König, R., Pregger, T., Kronshage, S., Jochem, P., McCall, B., Holtz, G., Vishwanathan, S.S., Fragkos, P., Teng, F., Smith, S.J., Teske, S. (2025). How to consider feasibility aspects of transformation pathways for the industry sector - implications for energy systems modelling. Energy Strategy Reviews.

  • Background knowledge integration from seven international energy systems models.
  • Requirement analysis for feasibility evaluations for industry sector transition.
  • Characterisation of feasibility indicator categories from various disciplines.
  • Visual presentation of a process loop for improved feasibility assessments.
  • Findings support translating scientific study results into industrial practices.

Abstract

The practical feasibility of GHG mitigation pathways is increasingly acknowledged as essential to climate scenario development. However, energy system models (ESMs) still lack a structured and comprehensive approach for integrating feasibility considerations. This study proposes a conceptual framework that addresses this gap by guiding the integration of feasibility aspects into model-based scenario studies, with a specific focus on the industrial sector.

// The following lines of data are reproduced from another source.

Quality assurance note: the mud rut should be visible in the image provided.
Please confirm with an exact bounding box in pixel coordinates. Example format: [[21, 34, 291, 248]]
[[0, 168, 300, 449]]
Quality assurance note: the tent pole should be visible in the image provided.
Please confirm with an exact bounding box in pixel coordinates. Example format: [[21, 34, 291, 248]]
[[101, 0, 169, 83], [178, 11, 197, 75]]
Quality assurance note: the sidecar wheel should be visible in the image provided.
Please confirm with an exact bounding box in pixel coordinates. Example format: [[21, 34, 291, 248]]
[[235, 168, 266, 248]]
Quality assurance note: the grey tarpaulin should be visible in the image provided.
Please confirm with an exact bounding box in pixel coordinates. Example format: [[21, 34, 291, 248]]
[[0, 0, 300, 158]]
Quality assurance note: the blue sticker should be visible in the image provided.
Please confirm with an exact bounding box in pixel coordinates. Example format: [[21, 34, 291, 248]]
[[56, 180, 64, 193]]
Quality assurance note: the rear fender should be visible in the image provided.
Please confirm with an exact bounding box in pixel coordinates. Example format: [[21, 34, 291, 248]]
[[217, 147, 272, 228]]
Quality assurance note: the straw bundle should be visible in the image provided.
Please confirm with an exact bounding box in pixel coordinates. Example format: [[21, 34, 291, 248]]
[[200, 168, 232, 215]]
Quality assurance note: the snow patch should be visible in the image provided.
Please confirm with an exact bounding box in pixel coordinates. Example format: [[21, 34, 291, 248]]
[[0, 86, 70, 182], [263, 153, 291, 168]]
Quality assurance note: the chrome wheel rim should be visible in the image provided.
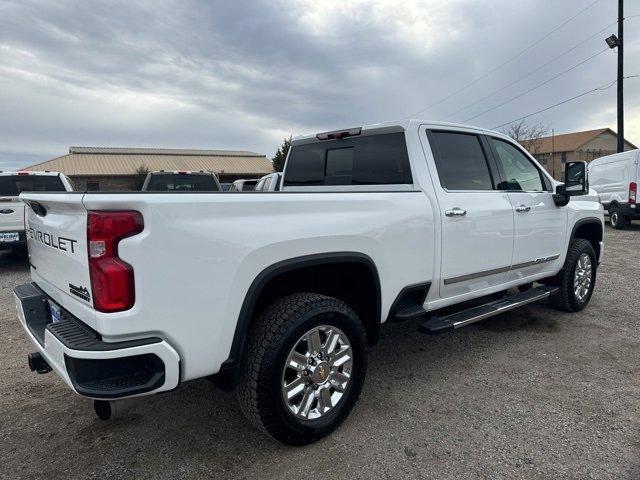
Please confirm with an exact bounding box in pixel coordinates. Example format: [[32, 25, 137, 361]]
[[281, 325, 353, 420], [573, 253, 593, 302]]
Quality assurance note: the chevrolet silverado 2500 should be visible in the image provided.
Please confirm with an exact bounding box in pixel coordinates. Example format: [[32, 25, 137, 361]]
[[15, 120, 603, 445]]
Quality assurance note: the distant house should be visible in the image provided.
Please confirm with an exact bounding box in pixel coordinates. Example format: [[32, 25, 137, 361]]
[[25, 147, 273, 190], [526, 128, 638, 180]]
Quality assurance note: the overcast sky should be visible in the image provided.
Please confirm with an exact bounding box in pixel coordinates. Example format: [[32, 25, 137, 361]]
[[0, 0, 640, 169]]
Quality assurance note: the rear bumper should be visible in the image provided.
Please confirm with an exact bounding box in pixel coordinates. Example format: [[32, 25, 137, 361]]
[[603, 203, 640, 219], [14, 283, 180, 399], [620, 203, 640, 219]]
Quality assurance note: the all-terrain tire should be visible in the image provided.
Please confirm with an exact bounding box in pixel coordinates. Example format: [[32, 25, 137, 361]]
[[545, 238, 598, 312], [237, 293, 367, 445]]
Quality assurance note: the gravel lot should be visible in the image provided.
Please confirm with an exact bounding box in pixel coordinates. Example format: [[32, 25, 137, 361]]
[[0, 223, 640, 479]]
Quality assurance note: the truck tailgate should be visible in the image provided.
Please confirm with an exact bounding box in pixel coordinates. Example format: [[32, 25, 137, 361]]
[[20, 193, 92, 312]]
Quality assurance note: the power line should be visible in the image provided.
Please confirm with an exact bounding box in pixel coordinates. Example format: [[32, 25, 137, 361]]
[[491, 75, 640, 130], [411, 0, 601, 117], [440, 20, 618, 120], [462, 47, 609, 123]]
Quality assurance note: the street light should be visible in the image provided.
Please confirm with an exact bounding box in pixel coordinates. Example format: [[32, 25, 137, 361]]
[[604, 35, 622, 48]]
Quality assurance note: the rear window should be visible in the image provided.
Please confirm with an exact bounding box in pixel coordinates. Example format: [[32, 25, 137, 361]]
[[0, 175, 65, 197], [147, 173, 218, 192], [284, 133, 413, 187]]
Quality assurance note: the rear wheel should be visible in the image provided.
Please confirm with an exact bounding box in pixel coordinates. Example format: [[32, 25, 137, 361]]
[[551, 238, 597, 312], [238, 293, 367, 445], [609, 203, 627, 230]]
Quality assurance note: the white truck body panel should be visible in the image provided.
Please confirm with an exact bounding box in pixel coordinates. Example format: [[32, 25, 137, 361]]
[[16, 120, 602, 398], [0, 171, 73, 247]]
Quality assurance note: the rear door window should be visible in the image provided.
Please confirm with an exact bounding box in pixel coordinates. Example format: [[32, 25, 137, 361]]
[[283, 133, 413, 187], [427, 130, 494, 190], [0, 175, 66, 197]]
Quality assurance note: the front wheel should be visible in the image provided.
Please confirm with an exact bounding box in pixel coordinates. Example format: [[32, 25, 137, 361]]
[[551, 238, 598, 312], [238, 293, 367, 445]]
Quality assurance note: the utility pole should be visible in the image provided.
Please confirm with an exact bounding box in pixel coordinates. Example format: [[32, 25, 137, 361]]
[[618, 0, 624, 153]]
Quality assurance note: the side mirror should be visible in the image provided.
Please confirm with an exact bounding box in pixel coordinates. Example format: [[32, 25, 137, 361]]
[[553, 162, 589, 207]]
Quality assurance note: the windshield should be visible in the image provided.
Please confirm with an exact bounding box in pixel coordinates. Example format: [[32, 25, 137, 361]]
[[147, 173, 219, 192], [0, 175, 65, 197]]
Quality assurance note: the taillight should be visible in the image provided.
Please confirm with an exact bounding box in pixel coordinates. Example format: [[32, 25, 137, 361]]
[[87, 210, 144, 312]]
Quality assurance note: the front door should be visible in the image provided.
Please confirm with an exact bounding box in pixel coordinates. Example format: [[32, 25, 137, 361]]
[[427, 130, 514, 299], [489, 138, 567, 280]]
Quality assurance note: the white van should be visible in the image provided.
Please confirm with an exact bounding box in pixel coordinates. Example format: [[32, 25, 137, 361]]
[[587, 149, 640, 229]]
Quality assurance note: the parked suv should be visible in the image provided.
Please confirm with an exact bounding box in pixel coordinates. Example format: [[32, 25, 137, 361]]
[[15, 120, 603, 445], [229, 178, 258, 192], [587, 150, 640, 229], [142, 170, 222, 192], [0, 171, 73, 250]]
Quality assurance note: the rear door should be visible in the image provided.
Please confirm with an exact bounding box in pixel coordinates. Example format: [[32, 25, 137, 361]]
[[427, 130, 513, 298], [489, 137, 567, 280]]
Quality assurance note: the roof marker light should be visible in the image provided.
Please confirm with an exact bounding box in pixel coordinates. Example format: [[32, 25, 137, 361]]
[[316, 127, 362, 140]]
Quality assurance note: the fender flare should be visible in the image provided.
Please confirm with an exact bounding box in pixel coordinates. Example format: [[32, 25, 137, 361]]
[[210, 252, 382, 391]]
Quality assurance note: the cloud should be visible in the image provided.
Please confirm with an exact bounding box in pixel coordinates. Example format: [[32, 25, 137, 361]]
[[0, 0, 640, 168]]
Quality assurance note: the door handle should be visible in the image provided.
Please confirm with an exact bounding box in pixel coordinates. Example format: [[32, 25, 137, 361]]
[[444, 207, 467, 217]]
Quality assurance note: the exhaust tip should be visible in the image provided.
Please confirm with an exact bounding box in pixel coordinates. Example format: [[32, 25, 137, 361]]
[[27, 352, 51, 373]]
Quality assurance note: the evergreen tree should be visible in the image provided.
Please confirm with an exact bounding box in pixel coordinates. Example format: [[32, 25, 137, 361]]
[[271, 137, 291, 172]]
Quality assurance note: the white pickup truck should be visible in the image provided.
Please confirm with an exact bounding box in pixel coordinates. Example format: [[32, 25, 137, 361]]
[[0, 171, 73, 250], [15, 120, 603, 445]]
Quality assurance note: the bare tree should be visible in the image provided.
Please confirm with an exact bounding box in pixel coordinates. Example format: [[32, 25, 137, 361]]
[[502, 120, 550, 155]]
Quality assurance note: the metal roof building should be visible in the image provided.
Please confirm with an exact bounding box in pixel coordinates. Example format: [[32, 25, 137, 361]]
[[25, 147, 273, 190]]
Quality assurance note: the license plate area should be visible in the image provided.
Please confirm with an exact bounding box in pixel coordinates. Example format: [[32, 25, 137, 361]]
[[0, 232, 20, 243]]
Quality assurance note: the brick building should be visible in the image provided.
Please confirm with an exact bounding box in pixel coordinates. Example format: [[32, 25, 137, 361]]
[[25, 147, 273, 190], [526, 128, 638, 180]]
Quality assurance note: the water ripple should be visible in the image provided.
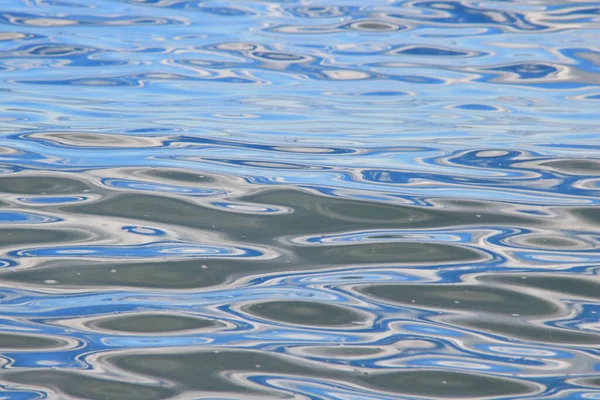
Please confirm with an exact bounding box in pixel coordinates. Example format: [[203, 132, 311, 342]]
[[0, 0, 600, 400]]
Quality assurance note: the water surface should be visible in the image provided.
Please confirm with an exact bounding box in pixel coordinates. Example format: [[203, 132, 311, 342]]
[[0, 0, 600, 400]]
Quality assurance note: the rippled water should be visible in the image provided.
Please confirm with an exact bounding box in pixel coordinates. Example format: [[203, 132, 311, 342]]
[[0, 0, 600, 400]]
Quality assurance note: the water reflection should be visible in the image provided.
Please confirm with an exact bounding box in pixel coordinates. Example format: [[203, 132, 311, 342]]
[[0, 0, 600, 400]]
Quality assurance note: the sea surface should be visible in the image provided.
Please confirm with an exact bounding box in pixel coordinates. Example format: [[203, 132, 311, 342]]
[[0, 0, 600, 400]]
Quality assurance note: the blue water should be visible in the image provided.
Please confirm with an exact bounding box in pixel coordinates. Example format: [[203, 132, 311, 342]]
[[0, 0, 600, 400]]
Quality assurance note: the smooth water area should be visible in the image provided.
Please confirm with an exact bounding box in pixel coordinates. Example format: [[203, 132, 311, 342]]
[[0, 0, 600, 400]]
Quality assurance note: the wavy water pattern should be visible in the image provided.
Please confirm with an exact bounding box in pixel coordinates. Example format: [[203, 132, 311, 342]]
[[0, 0, 600, 400]]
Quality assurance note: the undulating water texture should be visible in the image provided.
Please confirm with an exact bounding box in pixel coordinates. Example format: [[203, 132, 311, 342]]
[[0, 0, 600, 400]]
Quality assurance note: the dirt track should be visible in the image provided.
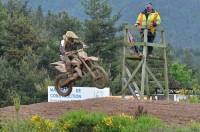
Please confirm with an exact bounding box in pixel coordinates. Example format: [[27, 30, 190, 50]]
[[0, 98, 200, 124]]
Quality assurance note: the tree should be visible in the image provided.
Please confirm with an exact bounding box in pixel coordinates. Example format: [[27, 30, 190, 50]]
[[82, 0, 120, 62]]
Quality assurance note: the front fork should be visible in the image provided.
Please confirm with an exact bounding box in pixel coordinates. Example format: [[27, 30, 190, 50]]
[[80, 58, 97, 80]]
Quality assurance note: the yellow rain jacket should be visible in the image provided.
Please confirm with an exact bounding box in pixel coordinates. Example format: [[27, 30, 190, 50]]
[[136, 10, 161, 33]]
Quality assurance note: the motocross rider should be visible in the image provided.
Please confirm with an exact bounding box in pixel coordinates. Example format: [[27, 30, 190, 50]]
[[60, 31, 84, 79]]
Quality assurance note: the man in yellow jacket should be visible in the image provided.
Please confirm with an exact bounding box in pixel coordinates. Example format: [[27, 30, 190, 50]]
[[135, 3, 161, 56]]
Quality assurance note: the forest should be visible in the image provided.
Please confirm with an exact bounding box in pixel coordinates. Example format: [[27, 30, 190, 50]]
[[0, 0, 200, 107]]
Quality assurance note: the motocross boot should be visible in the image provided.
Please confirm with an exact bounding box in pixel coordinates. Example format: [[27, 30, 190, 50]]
[[74, 67, 83, 78]]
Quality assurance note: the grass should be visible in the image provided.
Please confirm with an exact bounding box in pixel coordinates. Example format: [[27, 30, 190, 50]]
[[0, 110, 200, 132]]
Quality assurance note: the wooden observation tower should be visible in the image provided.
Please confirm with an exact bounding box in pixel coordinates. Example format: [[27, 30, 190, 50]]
[[121, 25, 169, 99]]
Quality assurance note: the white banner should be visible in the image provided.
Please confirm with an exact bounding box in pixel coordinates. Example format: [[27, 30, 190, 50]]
[[48, 86, 110, 102]]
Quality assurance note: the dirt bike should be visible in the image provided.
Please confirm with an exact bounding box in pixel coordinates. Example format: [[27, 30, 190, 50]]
[[51, 50, 109, 96]]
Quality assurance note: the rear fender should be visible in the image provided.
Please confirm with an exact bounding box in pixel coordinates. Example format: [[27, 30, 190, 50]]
[[51, 61, 67, 73]]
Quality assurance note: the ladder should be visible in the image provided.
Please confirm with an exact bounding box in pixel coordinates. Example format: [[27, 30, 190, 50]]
[[121, 25, 169, 99]]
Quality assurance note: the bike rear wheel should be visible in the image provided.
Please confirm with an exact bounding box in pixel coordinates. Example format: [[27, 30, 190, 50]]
[[55, 74, 73, 97], [92, 66, 109, 89]]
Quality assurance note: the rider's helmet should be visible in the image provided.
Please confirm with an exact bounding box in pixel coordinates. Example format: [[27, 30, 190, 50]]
[[146, 3, 153, 13], [63, 31, 79, 43]]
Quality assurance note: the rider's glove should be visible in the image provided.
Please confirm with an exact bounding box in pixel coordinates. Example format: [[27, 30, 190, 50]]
[[134, 23, 139, 27], [153, 22, 157, 27]]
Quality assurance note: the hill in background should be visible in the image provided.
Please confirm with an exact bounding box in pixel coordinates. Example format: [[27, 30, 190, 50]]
[[24, 0, 200, 48]]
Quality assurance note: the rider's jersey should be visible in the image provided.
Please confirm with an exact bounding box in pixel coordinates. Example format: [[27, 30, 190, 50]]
[[60, 40, 83, 54]]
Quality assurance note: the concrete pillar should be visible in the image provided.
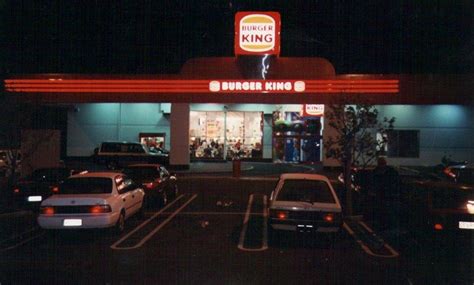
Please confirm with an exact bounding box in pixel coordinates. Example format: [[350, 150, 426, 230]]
[[170, 103, 190, 169]]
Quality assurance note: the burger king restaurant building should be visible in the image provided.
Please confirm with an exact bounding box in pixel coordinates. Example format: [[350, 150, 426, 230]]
[[5, 12, 474, 168]]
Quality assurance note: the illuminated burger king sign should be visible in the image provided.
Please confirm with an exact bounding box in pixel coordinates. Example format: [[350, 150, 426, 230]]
[[235, 12, 281, 55]]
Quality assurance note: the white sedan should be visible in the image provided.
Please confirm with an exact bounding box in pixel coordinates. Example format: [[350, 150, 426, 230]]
[[268, 173, 342, 233], [38, 172, 145, 232]]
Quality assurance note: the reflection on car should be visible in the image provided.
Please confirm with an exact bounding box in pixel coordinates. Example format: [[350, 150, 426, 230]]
[[268, 173, 342, 233], [123, 164, 178, 206], [93, 142, 169, 169], [12, 167, 87, 210], [38, 172, 145, 232]]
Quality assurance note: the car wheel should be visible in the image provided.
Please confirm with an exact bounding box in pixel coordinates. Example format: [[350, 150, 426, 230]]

At the heart of the proposed concept lies the Feasibility Loop—the core contribution of this work. It provides a structured, visual, and process-oriented approach to systematically link existing methods, indicators, and data sources across the entire modelling process. The loop identifies key steps in a model-supported feasibility assessment, clarifies how different types of methods contribute to these steps, and supports modellers in understanding where and how feasibility aspects can be meaningfully integrated.

The framework is built around three distinct types of feasibility constraints—hard, quantitative soft, and qualitative soft—which serve as a conceptual bridge between assessment content, modelling tools, and interdisciplinary knowledge. Supporting components include a 5W1H-based structuring of the research context, a typology of feasibility-relevant indicator categories, and guidance for modelling requirements such as granularity and adaptability.

Rather than prescribing a fixed workflow, the proposed concept serves as a flexible toolbox, enabling tailored application depending on available resources and research goals. Finally, it aims to improve the relevance, comparability, and transparency of scenario results and support more robust decision-making in the transformation of energy-intensive industry systems.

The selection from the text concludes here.